APPLICATION OF QEEG-INFORMED NEUROFEEDBACK IN ADHD
Arns et al developed decision-rules whereby QEEG recordings (including raw EEG visual inspection and spectral normative database comparisons) were used to ‘stratify’ patients to one of the three ‘evidence-based’ protocols depending on their EEG profile. [Arns M et al., 2012]
Patients had their EEG recorded, they were allocated a protocol (for example, excess theta frontally was allocated to a theta-beta ratio protocol, see again Fig 2 above), and Neurofeedback treatment commenced accordingly.
This stratification process resulted in a significant increase in the responsiveness to treatment such that 76% of patients (16/21) demonstrated a >50% reduction in symptoms, with effect sizes for inattention and hyperactivity of 1.78 and 1.22 respectively, achieving similar effects for children and adults (Fig 3 below).
Since 2012, those results have been replicated across multiple clinics worldwide using the same methodology (a publication currently under review). Practitioners in the field that have already been using QEEG-informed Neurofeedback to increase response rates are eagerly awaiting its release.

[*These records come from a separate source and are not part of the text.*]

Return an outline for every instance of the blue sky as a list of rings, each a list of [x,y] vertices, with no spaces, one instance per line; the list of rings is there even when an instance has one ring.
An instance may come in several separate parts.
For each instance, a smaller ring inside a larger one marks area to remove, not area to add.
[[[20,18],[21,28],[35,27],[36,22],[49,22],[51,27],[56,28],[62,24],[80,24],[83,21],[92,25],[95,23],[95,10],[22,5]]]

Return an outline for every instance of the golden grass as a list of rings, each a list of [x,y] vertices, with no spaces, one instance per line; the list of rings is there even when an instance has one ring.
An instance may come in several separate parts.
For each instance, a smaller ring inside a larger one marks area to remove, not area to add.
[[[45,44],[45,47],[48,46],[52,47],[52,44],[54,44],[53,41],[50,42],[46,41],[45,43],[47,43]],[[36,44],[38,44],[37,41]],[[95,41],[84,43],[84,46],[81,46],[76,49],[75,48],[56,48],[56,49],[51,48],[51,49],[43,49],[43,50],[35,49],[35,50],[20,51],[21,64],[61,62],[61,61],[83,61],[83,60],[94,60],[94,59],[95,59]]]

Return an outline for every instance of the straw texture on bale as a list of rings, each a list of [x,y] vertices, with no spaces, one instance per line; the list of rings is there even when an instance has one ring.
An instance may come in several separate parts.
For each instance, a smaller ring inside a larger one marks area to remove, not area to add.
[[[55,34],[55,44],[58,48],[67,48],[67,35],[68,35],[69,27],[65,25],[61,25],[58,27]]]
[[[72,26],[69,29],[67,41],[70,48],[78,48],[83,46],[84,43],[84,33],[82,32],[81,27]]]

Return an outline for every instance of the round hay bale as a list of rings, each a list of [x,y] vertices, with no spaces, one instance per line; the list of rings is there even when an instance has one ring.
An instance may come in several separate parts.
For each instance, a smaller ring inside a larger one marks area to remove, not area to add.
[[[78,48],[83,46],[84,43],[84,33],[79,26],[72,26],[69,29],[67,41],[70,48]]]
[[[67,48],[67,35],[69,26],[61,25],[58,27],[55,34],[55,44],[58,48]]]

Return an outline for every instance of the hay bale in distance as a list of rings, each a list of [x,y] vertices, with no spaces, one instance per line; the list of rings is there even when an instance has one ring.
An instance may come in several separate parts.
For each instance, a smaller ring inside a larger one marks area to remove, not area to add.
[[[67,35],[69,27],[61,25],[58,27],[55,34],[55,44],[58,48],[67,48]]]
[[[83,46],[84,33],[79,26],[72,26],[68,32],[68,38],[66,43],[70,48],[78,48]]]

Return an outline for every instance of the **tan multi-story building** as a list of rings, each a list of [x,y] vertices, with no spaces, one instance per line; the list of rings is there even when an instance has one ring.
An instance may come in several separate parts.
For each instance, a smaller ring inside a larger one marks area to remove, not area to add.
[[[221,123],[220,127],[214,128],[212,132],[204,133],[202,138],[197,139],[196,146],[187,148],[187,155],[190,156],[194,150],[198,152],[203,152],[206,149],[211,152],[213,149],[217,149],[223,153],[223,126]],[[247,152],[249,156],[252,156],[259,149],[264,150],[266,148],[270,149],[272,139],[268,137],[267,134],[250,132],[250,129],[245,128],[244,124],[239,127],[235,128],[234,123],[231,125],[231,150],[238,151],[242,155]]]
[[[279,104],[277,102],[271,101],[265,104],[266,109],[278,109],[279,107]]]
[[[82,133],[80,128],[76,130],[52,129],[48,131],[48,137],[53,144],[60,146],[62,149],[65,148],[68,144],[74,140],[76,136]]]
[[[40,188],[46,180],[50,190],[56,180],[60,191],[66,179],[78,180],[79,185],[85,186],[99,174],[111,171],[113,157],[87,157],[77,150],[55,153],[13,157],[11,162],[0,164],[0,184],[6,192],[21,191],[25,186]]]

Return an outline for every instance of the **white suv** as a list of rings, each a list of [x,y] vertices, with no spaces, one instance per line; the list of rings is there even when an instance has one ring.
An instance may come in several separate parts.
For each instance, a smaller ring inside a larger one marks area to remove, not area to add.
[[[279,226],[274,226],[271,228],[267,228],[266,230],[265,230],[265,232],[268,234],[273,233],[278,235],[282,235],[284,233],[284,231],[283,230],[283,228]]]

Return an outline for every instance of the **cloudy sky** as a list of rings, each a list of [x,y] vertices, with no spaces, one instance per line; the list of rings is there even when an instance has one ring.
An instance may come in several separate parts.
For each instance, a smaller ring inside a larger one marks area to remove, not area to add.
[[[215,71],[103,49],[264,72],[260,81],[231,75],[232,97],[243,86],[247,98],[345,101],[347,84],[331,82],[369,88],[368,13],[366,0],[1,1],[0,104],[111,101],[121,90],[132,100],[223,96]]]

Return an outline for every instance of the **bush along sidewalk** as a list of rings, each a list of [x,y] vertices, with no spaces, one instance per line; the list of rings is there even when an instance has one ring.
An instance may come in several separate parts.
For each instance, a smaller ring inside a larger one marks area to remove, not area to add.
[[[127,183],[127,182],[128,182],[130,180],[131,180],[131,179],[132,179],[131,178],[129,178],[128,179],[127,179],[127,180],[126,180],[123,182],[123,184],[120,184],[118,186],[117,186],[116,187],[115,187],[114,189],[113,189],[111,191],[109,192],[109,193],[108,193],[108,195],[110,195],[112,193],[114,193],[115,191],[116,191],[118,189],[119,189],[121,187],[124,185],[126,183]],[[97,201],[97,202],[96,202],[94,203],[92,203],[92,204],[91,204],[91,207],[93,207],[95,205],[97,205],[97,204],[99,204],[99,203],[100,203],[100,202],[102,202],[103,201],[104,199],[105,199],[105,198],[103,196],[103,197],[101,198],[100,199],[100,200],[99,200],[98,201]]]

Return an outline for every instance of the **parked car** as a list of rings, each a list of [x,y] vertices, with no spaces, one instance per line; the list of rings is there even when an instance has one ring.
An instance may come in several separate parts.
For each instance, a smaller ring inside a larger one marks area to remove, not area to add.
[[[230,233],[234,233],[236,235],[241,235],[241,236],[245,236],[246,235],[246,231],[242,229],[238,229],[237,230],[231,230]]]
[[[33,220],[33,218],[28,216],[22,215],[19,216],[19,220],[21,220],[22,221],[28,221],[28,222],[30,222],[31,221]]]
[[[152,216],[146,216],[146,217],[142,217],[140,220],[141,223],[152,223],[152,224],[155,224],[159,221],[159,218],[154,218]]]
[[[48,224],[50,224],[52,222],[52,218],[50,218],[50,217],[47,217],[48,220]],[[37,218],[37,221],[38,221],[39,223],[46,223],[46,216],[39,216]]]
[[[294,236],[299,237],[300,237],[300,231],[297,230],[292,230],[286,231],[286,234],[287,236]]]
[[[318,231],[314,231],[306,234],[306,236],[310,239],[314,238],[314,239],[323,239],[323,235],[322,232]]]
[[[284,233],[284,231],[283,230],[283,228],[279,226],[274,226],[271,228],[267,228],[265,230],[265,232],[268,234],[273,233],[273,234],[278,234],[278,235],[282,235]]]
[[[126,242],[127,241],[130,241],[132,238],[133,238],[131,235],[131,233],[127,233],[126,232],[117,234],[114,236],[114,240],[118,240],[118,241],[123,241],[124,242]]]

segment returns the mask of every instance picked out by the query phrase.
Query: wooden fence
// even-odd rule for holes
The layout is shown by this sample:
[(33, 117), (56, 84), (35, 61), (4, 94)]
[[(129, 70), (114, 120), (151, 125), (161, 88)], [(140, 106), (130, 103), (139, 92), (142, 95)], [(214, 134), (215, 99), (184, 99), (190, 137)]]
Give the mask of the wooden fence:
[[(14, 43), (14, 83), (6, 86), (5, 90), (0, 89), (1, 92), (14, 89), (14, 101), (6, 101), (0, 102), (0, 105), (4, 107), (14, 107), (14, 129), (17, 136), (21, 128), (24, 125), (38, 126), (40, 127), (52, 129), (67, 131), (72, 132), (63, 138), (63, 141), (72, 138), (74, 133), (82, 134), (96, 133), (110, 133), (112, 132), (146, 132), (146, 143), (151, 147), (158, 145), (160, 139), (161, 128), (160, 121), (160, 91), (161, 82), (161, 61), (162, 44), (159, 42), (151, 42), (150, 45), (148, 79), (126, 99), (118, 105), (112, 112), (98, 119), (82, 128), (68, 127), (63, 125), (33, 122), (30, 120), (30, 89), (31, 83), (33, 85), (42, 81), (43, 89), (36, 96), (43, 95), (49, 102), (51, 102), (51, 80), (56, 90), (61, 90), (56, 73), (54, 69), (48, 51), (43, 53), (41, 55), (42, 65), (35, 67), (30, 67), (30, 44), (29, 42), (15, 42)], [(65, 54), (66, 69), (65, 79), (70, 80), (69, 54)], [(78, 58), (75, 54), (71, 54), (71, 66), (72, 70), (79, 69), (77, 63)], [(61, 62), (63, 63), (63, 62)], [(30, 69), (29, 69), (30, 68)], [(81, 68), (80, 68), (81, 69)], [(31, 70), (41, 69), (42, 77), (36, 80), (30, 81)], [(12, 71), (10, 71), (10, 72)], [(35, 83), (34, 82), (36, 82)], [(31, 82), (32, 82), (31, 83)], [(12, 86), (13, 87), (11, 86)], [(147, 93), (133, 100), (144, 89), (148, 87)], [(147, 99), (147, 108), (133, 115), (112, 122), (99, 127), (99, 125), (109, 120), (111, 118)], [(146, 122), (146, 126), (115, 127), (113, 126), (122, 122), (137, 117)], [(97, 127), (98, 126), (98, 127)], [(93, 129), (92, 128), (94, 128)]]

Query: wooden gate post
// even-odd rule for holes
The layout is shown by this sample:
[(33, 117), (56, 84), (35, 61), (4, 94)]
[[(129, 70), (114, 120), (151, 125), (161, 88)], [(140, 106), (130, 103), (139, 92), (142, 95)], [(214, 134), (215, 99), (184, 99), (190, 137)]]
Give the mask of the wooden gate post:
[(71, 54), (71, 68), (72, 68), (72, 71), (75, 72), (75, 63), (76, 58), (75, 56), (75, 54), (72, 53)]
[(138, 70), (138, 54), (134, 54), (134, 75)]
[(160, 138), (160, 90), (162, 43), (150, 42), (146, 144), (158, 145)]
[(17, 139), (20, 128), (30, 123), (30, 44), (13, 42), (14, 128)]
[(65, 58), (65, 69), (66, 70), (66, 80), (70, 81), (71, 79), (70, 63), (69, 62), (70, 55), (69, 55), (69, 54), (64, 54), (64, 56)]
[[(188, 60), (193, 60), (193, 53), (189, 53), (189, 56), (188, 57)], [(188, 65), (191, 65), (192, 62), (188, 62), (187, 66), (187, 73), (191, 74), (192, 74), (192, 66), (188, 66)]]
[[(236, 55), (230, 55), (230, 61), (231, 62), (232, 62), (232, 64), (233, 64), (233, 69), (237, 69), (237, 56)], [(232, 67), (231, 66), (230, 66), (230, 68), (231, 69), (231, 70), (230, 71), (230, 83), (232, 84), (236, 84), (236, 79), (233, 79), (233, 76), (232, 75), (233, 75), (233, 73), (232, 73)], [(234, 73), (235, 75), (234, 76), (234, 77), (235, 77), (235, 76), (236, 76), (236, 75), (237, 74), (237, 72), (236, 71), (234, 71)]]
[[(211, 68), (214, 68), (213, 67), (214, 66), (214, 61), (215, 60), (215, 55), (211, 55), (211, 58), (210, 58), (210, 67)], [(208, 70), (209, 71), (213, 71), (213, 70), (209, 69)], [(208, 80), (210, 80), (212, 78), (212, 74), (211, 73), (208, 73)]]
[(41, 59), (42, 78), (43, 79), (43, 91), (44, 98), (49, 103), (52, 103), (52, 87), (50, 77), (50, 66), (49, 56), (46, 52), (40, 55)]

QEEG has recently been in the spotlight due to an article recently published showing an EEG signature predicts anti-depressant medication response differentially for Sertraline and rTMS, but QEEG has for quite some time been useful in precision medicine. [Wu et al., 2020]
Within their above-mentioned study, [Arns et al.2012] had already begun investigating predictors of response to Neurofeedback using each patients’ individual alpha peak frequency (iAPF) and P300 (an event-related potential EEG signature). Additional later research [Arns et al., 2018] showed that a slow iAPF was a predictor of non-response to methylphenidate in male adolescents (see below).

Top: APF at electrode Fz for Controls, ADHD Responders and Non-Responders plotted against age with the significant fitted trend lines. For both Controls and Responders, a clear maturational effect can be seen where APF becomes faster with age. However, for Non-Responders the best fit was a horizontal line indicating a maturational stagnation for the non-responder group (because significant differences between groups only emerged in adolescents). Bottom: Topographical localization of the low APF for all adolescents combined (Group: left) and male adolescents only (right) (in effect size with a range of d > −0.075 to d < 0.075), further demonstrating the effect was specifically explained by male-adolescents.
SUMMARY
The utility of QEEG as a prognostic tool – or perhaps more so as a treatment stratification marker – is growing, and biomarkers to predict response to treatment will assist precision-medicine in the future. Exciting times for Mental Health practitioners.